Merge pull request #5527 from google:remove-soft-pmap

PiperOrigin-RevId: 354328027
2025-04-19 05:16:06 +00:00 · 2021-01-28 09:29:57 -08:00 · 2021-01-28 09:29:57 -08:00 · 543dcb37e3
commit 543dcb37e3
parent 8a58ca6a44 014f9a86b4
8 changed files with 55 additions and 232 deletions
--- a/jax/BUILD
+++ b/jax/BUILD
@ -42,7 +42,7 @@ pytype_library(
            "*_test.py",
            "**/*_test.py",
        ],
-    ),
+    ) + ["experimental/maps.py"],  # until xmap is moved out of experimental
    srcs_version = "PY3",
    deps = [
        "//third_party/py/jax/jaxlib:_pocketfft",
--- a/jax/init.py
+++ b/jax/init.py
@ -69,7 +69,6 @@ from .api import (
  shapecheck,
  ShapedArray,
  ShapeDtypeStruct,
-  soft_pmap,
  # TODO(phawkins): hide tree* functions from jax, update callers to use
  # jax.tree_util.
  treedef_is_leaf,
@ -86,6 +85,7 @@ from .api import (
  xla,  # TODO(phawkins): update users to avoid this.
  xla_computation,
 )
+from .experimental.maps import soft_pmap
 from .version import __version__

 # These submodules are separate because they are in an import cycle with
--- a/jax/_src/lax/parallel.py
+++ b/jax/_src/lax/parallel.py
@ -484,15 +484,6 @@ class XeinsumSpecParser:

 ### parallel primitives

-def _allreduce_soft_pmap_rule(prim, reducer, vals, mapped, chunk_size,
-                              *, axis_name, axis_index_groups):
-  if axis_index_groups is not None:
-    raise NotImplementedError("soft_pmap does not yet support axis_index_groups")
-  reduced_vals = [reducer(x, [0]) if m else x for x, m in zip(vals, mapped)]
-  outs = prim.bind(*reduced_vals, axis_name=axis_name,
-                   axis_index_groups=axis_index_groups)
-  return outs, (False,) * len(vals)
-
 # This is only used for collectives that do not include the vmapped axis name,
 # which is why the rule is so simple.
 def _collective_batcher(prim, args, dims, **params):
@ -593,8 +584,6 @@ def _psum_transpose_rule(cts, *args, axis_name, axis_index_groups):
 psum_p = core.Primitive('psum')
 psum_p.multiple_results = True
 psum_p.def_abstract_eval(lambda *args, **params: map(raise_to_shaped, args))
-pxla.soft_pmap_rules[psum_p] = \
-    partial(_allreduce_soft_pmap_rule, psum_p, lax._reduce_sum)
 xla.parallel_translations[psum_p] = partial(_allreduce_translation_rule, lax.add_p)  # type: ignore
 ad.deflinear2(psum_p, _psum_transpose_rule)
 pxla.multi_host_supported_collectives.add(psum_p)
@ -957,14 +946,8 @@ def _axis_index_translation_rule(c, *, axis_name, axis_env, platform):
  unsigned_index = xops.Rem(xops.Div(xops.ReplicaId(c), div), mod)
  return xops.ConvertElementType(unsigned_index, xb.dtype_to_etype(np.int32))

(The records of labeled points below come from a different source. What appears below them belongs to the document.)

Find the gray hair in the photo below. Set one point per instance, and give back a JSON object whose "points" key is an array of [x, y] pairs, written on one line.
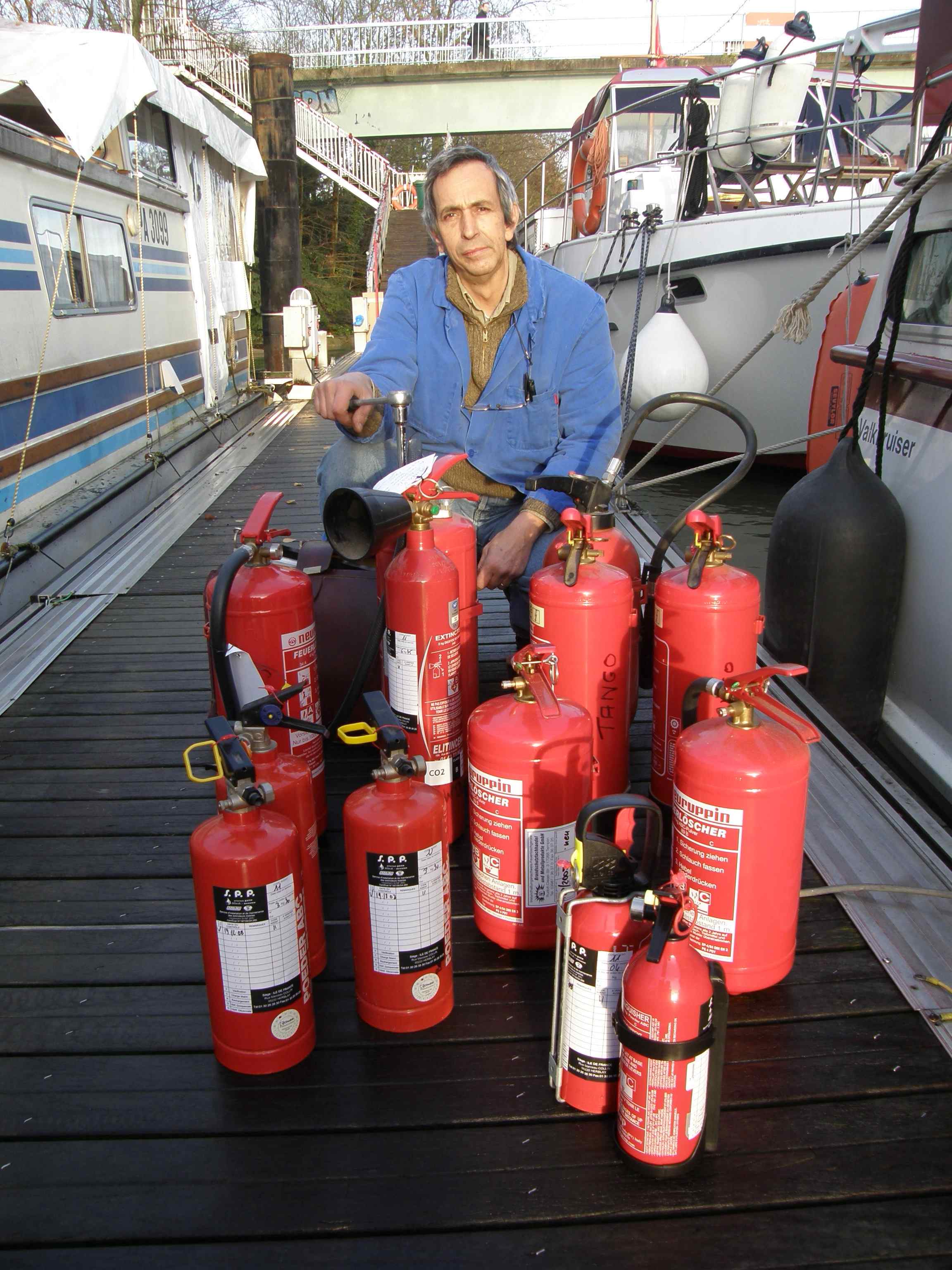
{"points": [[452, 158]]}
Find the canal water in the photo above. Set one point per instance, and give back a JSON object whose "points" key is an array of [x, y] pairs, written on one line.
{"points": [[747, 511]]}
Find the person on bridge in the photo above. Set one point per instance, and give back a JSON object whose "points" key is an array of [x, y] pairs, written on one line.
{"points": [[509, 361], [478, 38]]}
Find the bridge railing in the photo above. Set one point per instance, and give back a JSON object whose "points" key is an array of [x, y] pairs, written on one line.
{"points": [[433, 42]]}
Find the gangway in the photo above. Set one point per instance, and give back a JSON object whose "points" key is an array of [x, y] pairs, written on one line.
{"points": [[223, 74]]}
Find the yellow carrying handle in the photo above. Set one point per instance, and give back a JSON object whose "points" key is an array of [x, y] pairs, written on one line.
{"points": [[219, 769], [356, 733]]}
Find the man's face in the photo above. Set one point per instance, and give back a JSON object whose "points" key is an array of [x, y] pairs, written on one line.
{"points": [[470, 222]]}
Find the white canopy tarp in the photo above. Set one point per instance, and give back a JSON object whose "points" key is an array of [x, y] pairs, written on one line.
{"points": [[89, 81]]}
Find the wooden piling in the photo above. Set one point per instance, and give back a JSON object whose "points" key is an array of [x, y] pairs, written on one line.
{"points": [[278, 220]]}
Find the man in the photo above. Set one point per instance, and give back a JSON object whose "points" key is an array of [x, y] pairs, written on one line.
{"points": [[511, 365], [478, 38]]}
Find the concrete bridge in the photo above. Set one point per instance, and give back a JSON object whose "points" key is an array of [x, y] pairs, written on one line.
{"points": [[374, 102]]}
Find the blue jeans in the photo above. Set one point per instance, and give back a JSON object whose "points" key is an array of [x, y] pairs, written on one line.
{"points": [[348, 463]]}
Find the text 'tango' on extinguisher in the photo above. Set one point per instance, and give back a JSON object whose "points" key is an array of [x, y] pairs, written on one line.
{"points": [[597, 936], [706, 619], [423, 661], [264, 609], [530, 773], [249, 896], [740, 788], [606, 542], [672, 1027], [398, 881], [585, 610]]}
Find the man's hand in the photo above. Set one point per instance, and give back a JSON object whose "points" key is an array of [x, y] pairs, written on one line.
{"points": [[332, 399], [505, 558]]}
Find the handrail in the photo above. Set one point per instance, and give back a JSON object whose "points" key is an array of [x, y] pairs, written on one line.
{"points": [[714, 78], [440, 41], [327, 146], [701, 150]]}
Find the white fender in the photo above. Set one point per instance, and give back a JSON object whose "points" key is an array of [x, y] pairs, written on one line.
{"points": [[734, 112], [780, 89], [668, 360]]}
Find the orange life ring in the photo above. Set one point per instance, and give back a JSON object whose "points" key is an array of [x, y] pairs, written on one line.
{"points": [[587, 217], [833, 384], [395, 198]]}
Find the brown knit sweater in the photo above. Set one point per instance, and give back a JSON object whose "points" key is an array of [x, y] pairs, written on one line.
{"points": [[484, 337]]}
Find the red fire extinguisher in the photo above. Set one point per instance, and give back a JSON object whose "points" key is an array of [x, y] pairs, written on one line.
{"points": [[740, 787], [455, 535], [398, 878], [706, 619], [530, 773], [616, 549], [422, 654], [597, 936], [249, 895], [587, 611], [364, 523], [266, 610], [671, 1024]]}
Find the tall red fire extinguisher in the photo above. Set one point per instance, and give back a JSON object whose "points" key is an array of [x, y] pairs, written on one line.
{"points": [[263, 609], [612, 548], [672, 1024], [530, 773], [362, 523], [398, 879], [249, 895], [706, 619], [422, 653], [600, 928], [740, 788], [585, 610]]}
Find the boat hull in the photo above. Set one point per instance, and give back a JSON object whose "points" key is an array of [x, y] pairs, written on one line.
{"points": [[735, 272]]}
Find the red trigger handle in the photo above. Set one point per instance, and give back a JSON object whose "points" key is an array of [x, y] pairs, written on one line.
{"points": [[752, 690], [256, 529]]}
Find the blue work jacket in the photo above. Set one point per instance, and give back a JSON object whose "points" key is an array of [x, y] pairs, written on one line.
{"points": [[574, 422]]}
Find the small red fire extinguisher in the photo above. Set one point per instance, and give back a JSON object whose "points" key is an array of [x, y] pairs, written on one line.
{"points": [[671, 1024], [705, 620], [587, 611], [398, 878], [249, 895], [264, 609], [740, 787], [422, 654], [530, 773], [597, 936]]}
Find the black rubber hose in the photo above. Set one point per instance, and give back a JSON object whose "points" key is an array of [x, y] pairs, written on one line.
{"points": [[654, 568], [217, 635], [692, 696], [370, 651]]}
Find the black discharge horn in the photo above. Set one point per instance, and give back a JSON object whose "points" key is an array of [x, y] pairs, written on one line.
{"points": [[358, 520]]}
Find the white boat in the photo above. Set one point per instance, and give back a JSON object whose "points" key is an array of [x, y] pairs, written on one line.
{"points": [[149, 325], [767, 234]]}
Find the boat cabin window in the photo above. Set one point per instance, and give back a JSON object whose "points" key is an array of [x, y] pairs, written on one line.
{"points": [[648, 129], [928, 298], [97, 271], [154, 143]]}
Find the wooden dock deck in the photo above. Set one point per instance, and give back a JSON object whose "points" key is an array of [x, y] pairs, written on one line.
{"points": [[126, 1145]]}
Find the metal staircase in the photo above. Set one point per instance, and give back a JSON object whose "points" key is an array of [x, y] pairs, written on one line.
{"points": [[223, 74]]}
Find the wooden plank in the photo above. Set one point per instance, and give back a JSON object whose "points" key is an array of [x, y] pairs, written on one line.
{"points": [[900, 1235], [433, 1085], [159, 1019], [269, 1208]]}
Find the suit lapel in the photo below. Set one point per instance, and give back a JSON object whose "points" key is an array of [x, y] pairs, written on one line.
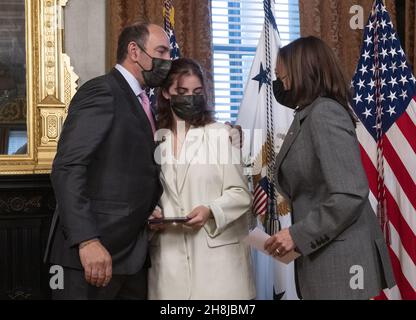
{"points": [[287, 143], [290, 139], [190, 148], [134, 104]]}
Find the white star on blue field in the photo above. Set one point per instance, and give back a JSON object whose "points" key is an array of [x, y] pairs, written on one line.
{"points": [[263, 76]]}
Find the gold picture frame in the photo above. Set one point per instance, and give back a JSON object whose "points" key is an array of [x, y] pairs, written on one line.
{"points": [[51, 84]]}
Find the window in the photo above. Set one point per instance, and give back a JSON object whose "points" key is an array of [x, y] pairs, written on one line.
{"points": [[237, 25]]}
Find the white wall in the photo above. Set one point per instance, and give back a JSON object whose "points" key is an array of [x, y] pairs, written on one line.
{"points": [[85, 37]]}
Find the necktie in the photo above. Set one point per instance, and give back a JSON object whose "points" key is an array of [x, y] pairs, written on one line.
{"points": [[146, 106]]}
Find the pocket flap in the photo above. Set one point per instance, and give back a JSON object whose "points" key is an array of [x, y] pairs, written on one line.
{"points": [[110, 207]]}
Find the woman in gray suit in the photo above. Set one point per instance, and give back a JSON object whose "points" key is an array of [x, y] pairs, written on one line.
{"points": [[319, 171]]}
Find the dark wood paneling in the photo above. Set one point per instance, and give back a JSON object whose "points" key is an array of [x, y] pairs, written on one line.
{"points": [[26, 209]]}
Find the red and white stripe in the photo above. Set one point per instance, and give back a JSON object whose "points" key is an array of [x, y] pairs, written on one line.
{"points": [[400, 182]]}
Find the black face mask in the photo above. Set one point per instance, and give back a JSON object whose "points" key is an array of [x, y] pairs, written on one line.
{"points": [[154, 77], [188, 107], [282, 96]]}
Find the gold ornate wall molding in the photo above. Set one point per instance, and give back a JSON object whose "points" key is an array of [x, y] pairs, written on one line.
{"points": [[51, 84]]}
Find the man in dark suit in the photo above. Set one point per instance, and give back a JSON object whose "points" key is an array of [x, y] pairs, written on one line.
{"points": [[105, 179]]}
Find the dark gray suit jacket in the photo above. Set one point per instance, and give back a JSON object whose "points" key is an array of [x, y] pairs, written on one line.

-def _axis_index_soft_pmap_rule(vals, mapped, chunk_size, *, axis_name):
-  assert not vals and not mapped
-  idx = axis_index(axis_name)  # type: ignore
-  return idx * chunk_size + np.arange(chunk_size, dtype=np.int32), True
-
 axis_index_p = core.Primitive('axis_index')
 xla.parallel_translations[axis_index_p] = _axis_index_translation_rule
-pxla.soft_pmap_rules[axis_index_p] = _axis_index_soft_pmap_rule  # type: ignore
 axis_index_p.def_abstract_eval(
    lambda *args, **params: ShapedArray((), np.int32))
 pxla.multi_host_supported_collectives.add(axis_index_p)
@ -991,6 +974,7 @@ def _axis_index_bind(*, axis_name):
 axis_index_p.def_custom_bind(_axis_index_bind)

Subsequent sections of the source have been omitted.